NEW YORK (WABC) --She's known for her work in "Black Swan" and "Star Wars: Episode 1".
But Natalie Portman's latest movie work puts her both on screen and behind the camera, as a director.
At the age of 35, Natalie Portman has been a star for two decades. She is what Hollywood likes to call 'bankable', meaning her name can be used to raise money for a movie.
She put her clout to good use to direct her first full-length film, but as she told me, it wasn't easy!
"A Tale of Love and Darkness" is a passion project that took actress Natalie Portman a decade to bring to the screen, in part because it was the first feature she'd ever directed, but also because the star insisted her film be in Hebrew.
"It's very much a part of the story, and I wanted it to have the authenticity to it," said Portman.
The story of a mother and her son takes place amid the birth of Israel after the Holocaust.
"It's such an unusual moment because you have all of these refugees from Europe fleeing this persecution of Jews in Europe," said Portman. "Most people had lose their entire families so it's almost like a nation of orphans and then having this utopian dream of creating this country together."
A dream that often resembled a nightmare, with consequences that still reverberate three quarters of a century later.
This tale, with equal parts 'love' and 'darkness', is based on a best-selling autobiography by Amos Oz, but the movie version is rooted deeply in the life of the woman who adapted it for the screen.
"You were born in Jerusalem," I said to Natalie. "Yes," she said.
"Raised here, but born in Jerusalem. Do you still have dual citizenship?", I asked.

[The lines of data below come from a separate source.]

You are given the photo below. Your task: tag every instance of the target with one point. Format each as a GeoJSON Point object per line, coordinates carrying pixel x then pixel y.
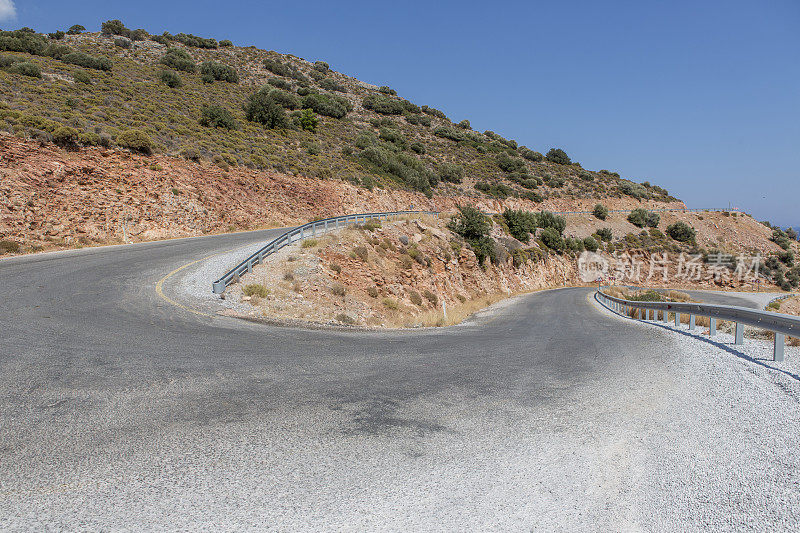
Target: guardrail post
{"type": "Point", "coordinates": [777, 353]}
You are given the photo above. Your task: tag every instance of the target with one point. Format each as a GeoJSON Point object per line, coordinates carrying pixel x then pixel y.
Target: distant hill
{"type": "Point", "coordinates": [197, 98]}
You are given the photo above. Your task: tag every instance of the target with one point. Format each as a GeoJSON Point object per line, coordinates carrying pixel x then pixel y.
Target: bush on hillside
{"type": "Point", "coordinates": [600, 211]}
{"type": "Point", "coordinates": [530, 155]}
{"type": "Point", "coordinates": [135, 141]}
{"type": "Point", "coordinates": [557, 155]}
{"type": "Point", "coordinates": [330, 84]}
{"type": "Point", "coordinates": [280, 84]}
{"type": "Point", "coordinates": [384, 105]}
{"type": "Point", "coordinates": [26, 68]}
{"type": "Point", "coordinates": [215, 71]}
{"type": "Point", "coordinates": [451, 172]}
{"type": "Point", "coordinates": [605, 234]}
{"type": "Point", "coordinates": [170, 78]}
{"type": "Point", "coordinates": [308, 120]}
{"type": "Point", "coordinates": [276, 67]}
{"type": "Point", "coordinates": [470, 223]}
{"type": "Point", "coordinates": [590, 244]}
{"type": "Point", "coordinates": [520, 223]}
{"type": "Point", "coordinates": [638, 217]}
{"type": "Point", "coordinates": [179, 60]}
{"type": "Point", "coordinates": [218, 117]}
{"type": "Point", "coordinates": [552, 239]}
{"type": "Point", "coordinates": [327, 105]}
{"type": "Point", "coordinates": [261, 108]}
{"type": "Point", "coordinates": [510, 164]}
{"type": "Point", "coordinates": [65, 136]}
{"type": "Point", "coordinates": [87, 61]}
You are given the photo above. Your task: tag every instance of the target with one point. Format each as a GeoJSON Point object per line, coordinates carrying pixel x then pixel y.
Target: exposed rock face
{"type": "Point", "coordinates": [50, 197]}
{"type": "Point", "coordinates": [370, 277]}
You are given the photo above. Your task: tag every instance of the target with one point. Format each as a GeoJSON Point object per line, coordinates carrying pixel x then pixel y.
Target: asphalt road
{"type": "Point", "coordinates": [120, 411]}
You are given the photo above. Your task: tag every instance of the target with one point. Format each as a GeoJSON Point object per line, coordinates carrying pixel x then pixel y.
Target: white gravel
{"type": "Point", "coordinates": [726, 451]}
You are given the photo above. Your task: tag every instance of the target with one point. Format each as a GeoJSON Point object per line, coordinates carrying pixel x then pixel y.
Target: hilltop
{"type": "Point", "coordinates": [121, 135]}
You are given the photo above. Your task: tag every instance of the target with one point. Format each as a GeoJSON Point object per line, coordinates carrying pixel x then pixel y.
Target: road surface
{"type": "Point", "coordinates": [120, 410]}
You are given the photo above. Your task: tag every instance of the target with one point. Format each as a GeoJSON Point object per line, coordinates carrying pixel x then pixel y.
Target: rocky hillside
{"type": "Point", "coordinates": [208, 101]}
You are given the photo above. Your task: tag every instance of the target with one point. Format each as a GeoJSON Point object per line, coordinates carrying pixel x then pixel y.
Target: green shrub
{"type": "Point", "coordinates": [263, 109]}
{"type": "Point", "coordinates": [431, 297]}
{"type": "Point", "coordinates": [280, 84]}
{"type": "Point", "coordinates": [552, 221]}
{"type": "Point", "coordinates": [87, 61]}
{"type": "Point", "coordinates": [65, 136]}
{"type": "Point", "coordinates": [170, 78]}
{"type": "Point", "coordinates": [218, 117]}
{"type": "Point", "coordinates": [26, 68]}
{"type": "Point", "coordinates": [384, 105]}
{"type": "Point", "coordinates": [81, 76]}
{"type": "Point", "coordinates": [449, 133]}
{"type": "Point", "coordinates": [215, 71]}
{"type": "Point", "coordinates": [681, 232]}
{"type": "Point", "coordinates": [179, 60]}
{"type": "Point", "coordinates": [470, 223]}
{"type": "Point", "coordinates": [510, 164]}
{"type": "Point", "coordinates": [520, 223]}
{"type": "Point", "coordinates": [557, 155]}
{"type": "Point", "coordinates": [638, 217]}
{"type": "Point", "coordinates": [600, 211]}
{"type": "Point", "coordinates": [188, 39]}
{"type": "Point", "coordinates": [284, 99]}
{"type": "Point", "coordinates": [330, 84]}
{"type": "Point", "coordinates": [327, 105]}
{"type": "Point", "coordinates": [136, 141]}
{"type": "Point", "coordinates": [276, 67]}
{"type": "Point", "coordinates": [604, 234]}
{"type": "Point", "coordinates": [552, 239]}
{"type": "Point", "coordinates": [451, 172]}
{"type": "Point", "coordinates": [308, 120]}
{"type": "Point", "coordinates": [498, 190]}
{"type": "Point", "coordinates": [255, 289]}
{"type": "Point", "coordinates": [530, 155]}
{"type": "Point", "coordinates": [114, 27]}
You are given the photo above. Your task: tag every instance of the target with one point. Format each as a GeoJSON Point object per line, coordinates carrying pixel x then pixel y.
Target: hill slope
{"type": "Point", "coordinates": [365, 134]}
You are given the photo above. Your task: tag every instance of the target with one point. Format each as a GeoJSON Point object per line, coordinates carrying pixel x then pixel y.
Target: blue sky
{"type": "Point", "coordinates": [701, 97]}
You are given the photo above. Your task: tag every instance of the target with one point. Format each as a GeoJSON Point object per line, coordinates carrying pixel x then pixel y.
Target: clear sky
{"type": "Point", "coordinates": [701, 97]}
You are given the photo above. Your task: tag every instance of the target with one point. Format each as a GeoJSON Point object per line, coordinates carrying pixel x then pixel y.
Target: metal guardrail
{"type": "Point", "coordinates": [312, 229]}
{"type": "Point", "coordinates": [780, 324]}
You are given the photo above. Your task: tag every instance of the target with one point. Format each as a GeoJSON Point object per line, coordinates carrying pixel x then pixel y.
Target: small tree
{"type": "Point", "coordinates": [600, 211]}
{"type": "Point", "coordinates": [638, 217]}
{"type": "Point", "coordinates": [264, 110]}
{"type": "Point", "coordinates": [470, 223]}
{"type": "Point", "coordinates": [136, 141]}
{"type": "Point", "coordinates": [308, 120]}
{"type": "Point", "coordinates": [681, 232]}
{"type": "Point", "coordinates": [557, 155]}
{"type": "Point", "coordinates": [218, 117]}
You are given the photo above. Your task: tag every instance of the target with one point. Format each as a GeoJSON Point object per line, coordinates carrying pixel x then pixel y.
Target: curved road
{"type": "Point", "coordinates": [119, 410]}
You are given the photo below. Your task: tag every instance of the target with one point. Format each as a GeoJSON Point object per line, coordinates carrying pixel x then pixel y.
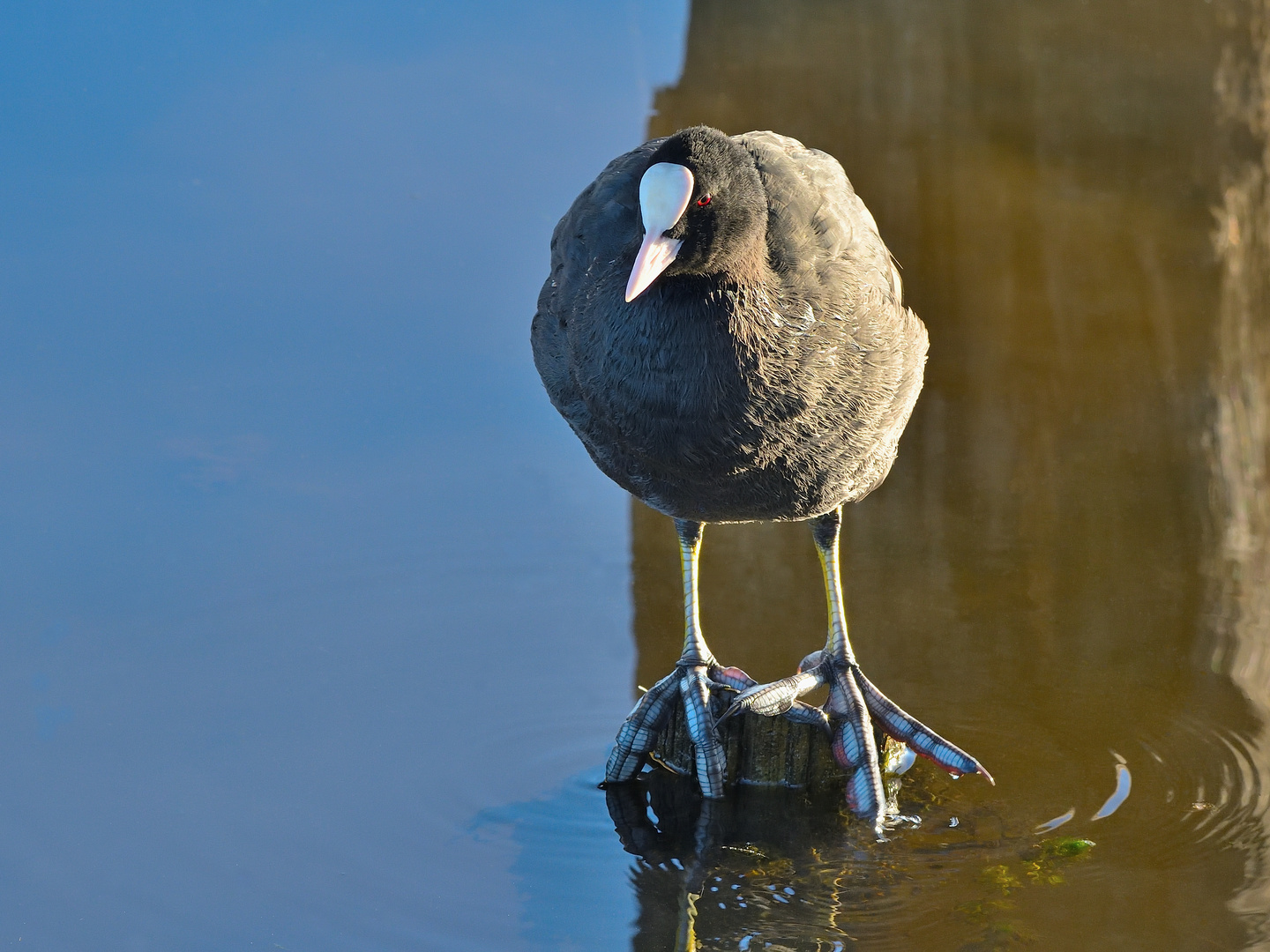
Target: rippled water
{"type": "Point", "coordinates": [317, 620]}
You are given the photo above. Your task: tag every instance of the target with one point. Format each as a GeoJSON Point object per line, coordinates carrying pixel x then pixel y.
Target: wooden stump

"I do. I have both Israeli and American citizenship," she said.
Asked why that is important to her, she said, "Well, I, I feel very lucky to have been born into a time when Israel existed because my grandparents and their families didn't have that safety and were persecuted for being Jewish."
This film then is a tribute to her forebearers, and what could be more personal than that?
Portman attended Hebrew school in Jericho on Long Island, telling me that was challenging but less demanding than learning the language as an adult must be.